Reputation: 1523
I'm not sure if i'm doing something wrong, or if this is not the correct way to do this..
I'm encoding variables in a dataset for a model, now, i'm using a Normalizer()
from sklearn.preprocessing
to normalize one of my variables which is numerical.
My dataset is split in two, one for the training and one for the inference. Now, my goal is to normalize this numerical variable (let's call it column x) in the training subset, and then use the normalization parameters to normalize the same variable in the inference dataset. Now, both subsets don't have the same amount of entries, so, what i'm doing is:
nr = Normalizer()
nr.fit([df1.x])
new_col = nr.transform(df1.x)
Now, the problme is.. when i try to use the same normalizer parameters on the column x in the inference subset, since it has a different number of rows:
new_col1 = nr.transform(df2.x)
I get:
X has 10 features, but Normalizer is expecting 697 features as input.

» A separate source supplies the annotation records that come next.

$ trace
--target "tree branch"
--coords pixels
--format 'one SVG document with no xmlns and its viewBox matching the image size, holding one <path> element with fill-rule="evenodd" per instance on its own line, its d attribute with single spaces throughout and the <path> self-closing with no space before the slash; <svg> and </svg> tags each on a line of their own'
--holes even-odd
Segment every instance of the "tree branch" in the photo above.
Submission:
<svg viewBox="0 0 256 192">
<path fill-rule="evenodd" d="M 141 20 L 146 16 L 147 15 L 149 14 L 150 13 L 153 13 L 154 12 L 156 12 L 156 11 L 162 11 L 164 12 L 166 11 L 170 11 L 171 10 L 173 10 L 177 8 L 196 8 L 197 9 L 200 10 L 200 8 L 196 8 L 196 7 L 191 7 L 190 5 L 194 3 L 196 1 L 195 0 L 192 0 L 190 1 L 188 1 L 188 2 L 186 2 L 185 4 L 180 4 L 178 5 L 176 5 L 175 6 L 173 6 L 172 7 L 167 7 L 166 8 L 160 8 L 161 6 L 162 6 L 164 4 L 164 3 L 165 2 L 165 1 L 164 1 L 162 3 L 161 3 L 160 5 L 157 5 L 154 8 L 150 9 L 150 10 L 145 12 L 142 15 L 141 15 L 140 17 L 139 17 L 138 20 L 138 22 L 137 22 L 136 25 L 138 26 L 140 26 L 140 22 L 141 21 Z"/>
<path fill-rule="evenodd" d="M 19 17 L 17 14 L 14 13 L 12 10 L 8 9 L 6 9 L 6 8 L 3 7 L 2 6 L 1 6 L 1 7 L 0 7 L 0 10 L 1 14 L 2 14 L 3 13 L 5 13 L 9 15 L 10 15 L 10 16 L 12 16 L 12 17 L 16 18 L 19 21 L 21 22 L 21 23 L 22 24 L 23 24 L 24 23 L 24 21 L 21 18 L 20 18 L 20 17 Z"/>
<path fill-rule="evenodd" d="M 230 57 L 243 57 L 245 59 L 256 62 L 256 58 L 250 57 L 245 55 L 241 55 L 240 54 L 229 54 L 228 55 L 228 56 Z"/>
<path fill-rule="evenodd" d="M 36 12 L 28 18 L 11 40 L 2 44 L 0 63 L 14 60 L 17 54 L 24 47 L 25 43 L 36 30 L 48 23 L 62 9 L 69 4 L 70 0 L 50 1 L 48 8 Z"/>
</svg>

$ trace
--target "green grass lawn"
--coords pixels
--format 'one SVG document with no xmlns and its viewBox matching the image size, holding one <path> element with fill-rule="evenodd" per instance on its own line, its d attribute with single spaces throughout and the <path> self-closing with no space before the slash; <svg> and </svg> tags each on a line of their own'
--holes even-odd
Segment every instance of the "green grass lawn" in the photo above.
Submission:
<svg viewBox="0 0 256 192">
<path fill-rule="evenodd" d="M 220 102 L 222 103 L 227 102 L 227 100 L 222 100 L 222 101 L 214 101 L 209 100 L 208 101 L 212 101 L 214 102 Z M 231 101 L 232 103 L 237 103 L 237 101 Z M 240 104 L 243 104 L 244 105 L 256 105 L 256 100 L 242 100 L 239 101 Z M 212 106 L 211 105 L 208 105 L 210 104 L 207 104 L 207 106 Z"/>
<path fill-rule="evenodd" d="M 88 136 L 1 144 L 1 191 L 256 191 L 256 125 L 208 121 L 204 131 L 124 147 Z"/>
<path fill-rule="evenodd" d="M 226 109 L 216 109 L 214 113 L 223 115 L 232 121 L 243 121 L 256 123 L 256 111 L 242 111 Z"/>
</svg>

I'm not sure if it's some reshape problem or if the Normalizer() shouldn't be used in that way, so, any advice would be more than welcome.
Upvotes: 1
Views: 578
Reputation: 5324
Normalizer
is used to normalize rows whereas StandardScaler
is used to normalize column. Concerning your questions, it seems that you want to scale columns. Therefore you should use StandardScaler
.
scikit-learn transformers excepts 2D array as input of shape (n_sample, n_feature)
but pandas.Series
are one-dimensional ndarray with axis labels.
You can fix that by passing a pandas.DataFrame
to the transformer.
As follows:
import numpy as np
import pandas as pd
from sklearn.preprocessing import StandardScaler
df1 = pd.DataFrame({'x' : np.random.uniform(low=0, high=10, size=1000)})
df2 = pd.DataFrame({'x' : np.random.uniform(low=0, high=10, size=850)})
scaler = StandardScaler()
new_col = scaler.fit_transform(df1[['x']])
new_col1 = scaler.transform(df2[['x']])
Upvotes: 1